Eigentlich müßte sich an einer Tankstelle, bei der ein Liter Benzin nur 10,06 S kostet, eine Schlange bilden, während dort, wo Benzin Schilling 10,90 S kostet, nur leere Tankzapfsäulen zu sehen sein dürften. Das würde die Marktwirtschaft beleben! Auch da ist der Konsument gefordert. (Abg. Dr. Kostelka: Also schuld ist die Politik, schuld ist der Konsument, aber die Wirtschaft nicht!) – Warten Sie, darauf komme ich gleich zu sprechen. Danke, daß Sie mich daran erinnert haben. (Abg. Dr. Kostelka: Das ist wirklich ein bißchen seltsam!) Herr Kostelka, jetzt bin ich dabei; Sie waren nur ein bißchen schneller als ich.

Nun komme ich zu den Mineralölkonzernen.
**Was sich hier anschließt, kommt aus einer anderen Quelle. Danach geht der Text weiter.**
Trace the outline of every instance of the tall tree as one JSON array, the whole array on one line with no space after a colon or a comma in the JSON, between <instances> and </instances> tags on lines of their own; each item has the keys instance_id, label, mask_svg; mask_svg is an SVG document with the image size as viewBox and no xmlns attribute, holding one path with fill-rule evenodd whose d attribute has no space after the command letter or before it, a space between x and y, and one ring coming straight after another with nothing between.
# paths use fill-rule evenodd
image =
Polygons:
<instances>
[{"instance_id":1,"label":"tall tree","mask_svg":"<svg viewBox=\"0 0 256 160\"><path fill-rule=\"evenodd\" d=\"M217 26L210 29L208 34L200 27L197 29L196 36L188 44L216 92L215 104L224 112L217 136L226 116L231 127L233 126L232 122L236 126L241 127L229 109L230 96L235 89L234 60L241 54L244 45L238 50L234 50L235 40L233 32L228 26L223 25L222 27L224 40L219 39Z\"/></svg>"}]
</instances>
Was die Mineralölkonzerne in ihrer Preispolitik an Instinktlosigkeit an den Tag gelegt haben, kann bitte nur mehr mit Machtrausch verglichen werden. Eine kundenfernere Politik eines Anbieters auf einem Markt habe ich selten erlebt! Eigentlich gehören sämtliche PR-Manager der österreichischen Mineralölkonzerne fristlos entlassen.